How to recycle e-waste?
Statistics show that about 50 billion to 60 billion euros worth of products will be turned into waste in the annual purchase of electronic products by consumers around the world, and their total weight can reach 50 million tons, and it is still increasing significantly year by year. How to effectively dispose of these wastes, and preferably to generate some value from recycling, is one of the important issues facing the world’s scientific researchers.
Only less than ten elements can be recycled
Although countries have some legislation and channels to manage the recycling of e-waste, only 20% of them are qualified recycling processes. Furthermore, there are about 60 chemical elements in electronic waste, and only less than 10 are recycled, such as gold, silver, platinum, cobalt, tin, copper, iron, aluminum and lead, and all other components are buried in the landfill. underground.
Recycling e-waste is all about separating materials, molecules or chemical elements and selling them as raw materials to factories to recreate new products. This is achieved in several steps. The product must be disassembled, sorted, and crushed before the material separation process begins. They are usually burned first and then separated with chemical solvents.
The chemical separation stage is the most complicated, because the composition of electronic waste is not consistent, and the composition of any unit volume of waste varies so much that it is difficult to design a general chemical process for separation.
This is why the current recycling industry can only focus on isolating the most economically valuable ones, the metal materials listed above.
New recycling strategy
Newer strategies now generally do not use the incineration step, but use the processes of dismantling, sorting, grinding and dissolving.
The classification process is largely aimed at reducing the complexity of chemical compositions. Sorting can also be done on several levels, by type of device, by different components (circuit boards, batteries, casings, frames) and by sorting the powder after grinding.
The dismantling process cannot be automated at present, and is mainly done manually, so the cost is high, so it is difficult to dismantle to the extent that it can be carefully classified.
The current large-scale recycling companies, such as the well-known companies such as MTB, Paprec, and Veolia, can only classify the same equipment, or the same modules of the equipment, and then crush them, and then use the physical properties of powder density and magnetic properties. Classify again.

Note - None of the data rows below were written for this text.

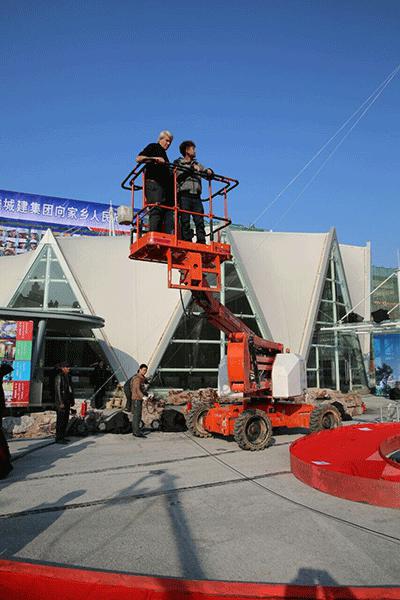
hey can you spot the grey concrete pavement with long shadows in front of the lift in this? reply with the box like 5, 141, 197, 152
0, 398, 400, 585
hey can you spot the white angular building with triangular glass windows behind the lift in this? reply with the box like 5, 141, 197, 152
0, 229, 370, 404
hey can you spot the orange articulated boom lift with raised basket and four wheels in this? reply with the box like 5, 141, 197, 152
118, 165, 340, 450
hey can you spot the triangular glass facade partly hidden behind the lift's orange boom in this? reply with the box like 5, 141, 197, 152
153, 262, 261, 390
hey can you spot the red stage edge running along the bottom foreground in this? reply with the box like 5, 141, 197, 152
0, 560, 400, 600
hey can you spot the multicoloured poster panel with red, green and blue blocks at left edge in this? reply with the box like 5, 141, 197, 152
0, 321, 33, 407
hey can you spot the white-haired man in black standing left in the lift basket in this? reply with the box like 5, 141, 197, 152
136, 129, 174, 233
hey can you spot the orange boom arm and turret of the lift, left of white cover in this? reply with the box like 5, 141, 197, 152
192, 291, 283, 397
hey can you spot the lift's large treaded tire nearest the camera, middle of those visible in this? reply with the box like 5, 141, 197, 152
233, 409, 272, 452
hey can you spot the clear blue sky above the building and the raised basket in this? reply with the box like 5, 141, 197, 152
0, 0, 400, 266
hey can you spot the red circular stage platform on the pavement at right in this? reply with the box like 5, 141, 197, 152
290, 423, 400, 508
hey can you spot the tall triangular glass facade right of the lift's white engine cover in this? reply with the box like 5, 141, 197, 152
307, 248, 367, 392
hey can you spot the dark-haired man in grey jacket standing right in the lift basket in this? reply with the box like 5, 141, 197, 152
174, 140, 214, 244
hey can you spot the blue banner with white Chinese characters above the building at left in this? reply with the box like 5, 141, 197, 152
0, 190, 129, 233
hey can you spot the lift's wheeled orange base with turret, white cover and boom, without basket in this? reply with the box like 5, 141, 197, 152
186, 291, 340, 451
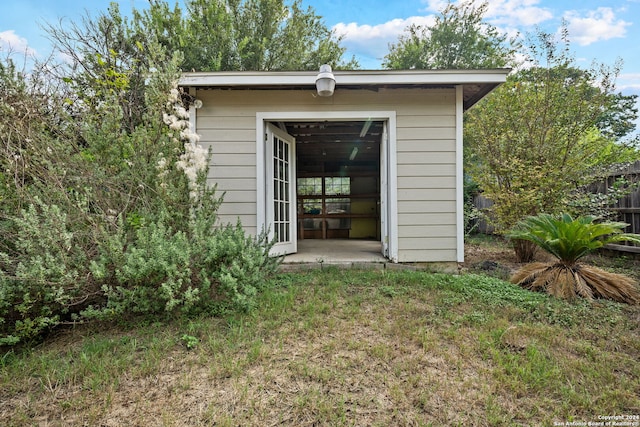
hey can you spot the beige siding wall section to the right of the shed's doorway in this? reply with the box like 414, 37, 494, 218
396, 93, 456, 262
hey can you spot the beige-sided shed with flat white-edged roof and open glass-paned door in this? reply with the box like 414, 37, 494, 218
180, 66, 509, 263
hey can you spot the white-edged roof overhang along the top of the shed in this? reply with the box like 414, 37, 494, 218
179, 68, 511, 110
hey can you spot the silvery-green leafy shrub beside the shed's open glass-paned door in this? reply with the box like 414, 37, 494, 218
83, 209, 278, 319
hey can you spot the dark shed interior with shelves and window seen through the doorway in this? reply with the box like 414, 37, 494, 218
277, 120, 384, 242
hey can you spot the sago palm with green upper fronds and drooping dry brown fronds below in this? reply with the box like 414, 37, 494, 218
508, 214, 640, 304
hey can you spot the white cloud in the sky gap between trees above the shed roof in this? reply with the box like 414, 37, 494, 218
333, 15, 434, 64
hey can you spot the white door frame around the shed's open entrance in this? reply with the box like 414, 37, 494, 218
256, 111, 398, 262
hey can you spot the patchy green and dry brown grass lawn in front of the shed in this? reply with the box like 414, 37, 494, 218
0, 262, 640, 427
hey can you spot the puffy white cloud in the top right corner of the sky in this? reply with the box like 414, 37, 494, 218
564, 7, 631, 46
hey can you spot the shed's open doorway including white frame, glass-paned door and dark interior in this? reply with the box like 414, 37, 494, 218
256, 111, 398, 262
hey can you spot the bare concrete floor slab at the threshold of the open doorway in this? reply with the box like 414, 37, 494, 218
283, 239, 388, 264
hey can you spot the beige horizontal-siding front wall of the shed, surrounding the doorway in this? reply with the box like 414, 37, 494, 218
197, 88, 456, 262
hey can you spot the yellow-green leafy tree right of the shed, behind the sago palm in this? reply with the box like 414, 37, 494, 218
465, 31, 632, 261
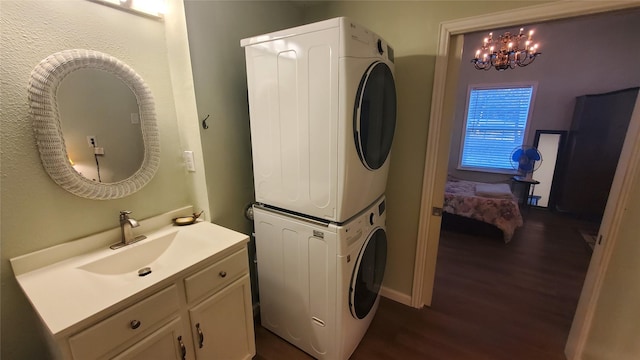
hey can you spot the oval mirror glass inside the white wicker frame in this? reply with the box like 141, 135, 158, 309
56, 68, 144, 183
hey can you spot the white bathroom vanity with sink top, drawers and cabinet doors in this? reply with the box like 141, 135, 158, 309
11, 211, 255, 360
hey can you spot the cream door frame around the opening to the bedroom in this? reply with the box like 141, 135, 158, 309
411, 0, 640, 358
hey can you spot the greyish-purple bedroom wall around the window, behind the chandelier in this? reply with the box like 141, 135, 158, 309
449, 9, 640, 181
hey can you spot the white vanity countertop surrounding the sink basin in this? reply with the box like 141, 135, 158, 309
12, 217, 248, 335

The powder is then further processed thermally or chemically. In this link, the most commonly used method is chemical solution separation, also known as liquid-liquid extraction technology. The process involves first dissolving the metal or its oxide with an acidic preparation, and then adding an organic solvent (such as an oil-like liquid) to form a liquid like an “oil and vinegar mixture.” Then separate them according to their different properties.
Of course, this process is difficult to perfect, and it usually takes dozens or even hundreds of repetitions to achieve the desired purity of the extract.
How to reduce the cost and efficiency of this process requires studying the influence of a large number of parameters on this process, including the aggregation degree of chemical components, acidity, temperature, etc., to find the most suitable balance.
Microfluidic extraction experimental equipment
The NTU-CEA Circular Economy Research Centre (SCARCE), a collaboration between Nanyang Technological University and French research institutions, is one of the largest projects in the field of recycling e-waste.
In order to save time and cost, they invented a miniature version of the microfluidic extraction device for the development of the extraction process. The pipes inside this device are less than 1mm in diameter, and the solutions and acids used are only a few microliters and milliliters, and the chemicals are only a few milligrams. Combining X-ray, infrared and various sensors, the effectiveness of the parameters used in the extraction process can be analyzed automatically and quickly.
This scaled-down version of the instrument reduces experiments that would have taken months to days.
Recycling Rare Earth Elements
Rare earth elements are mostly produced in China and are very expensive, and the current recovery rate is less than 5%.
The SCARCE research center began to develop the extraction of valuable metal elements from scrap mobile phones, and achieved great results:
● Using liquid-liquid extraction technology, the recovery efficiency of rare earth elements is a hundred times higher than the previous technology;
● The concentration of the acid solution used is 10-100 times lower than the current industrial use, and the pollution to the environment is small;
● also found a way to separate the different rare earth elements in several steps, the traditional method requires very complicated steps;
● Each link of these technologies is an independent unit, which means that it can be used independently for other purposes.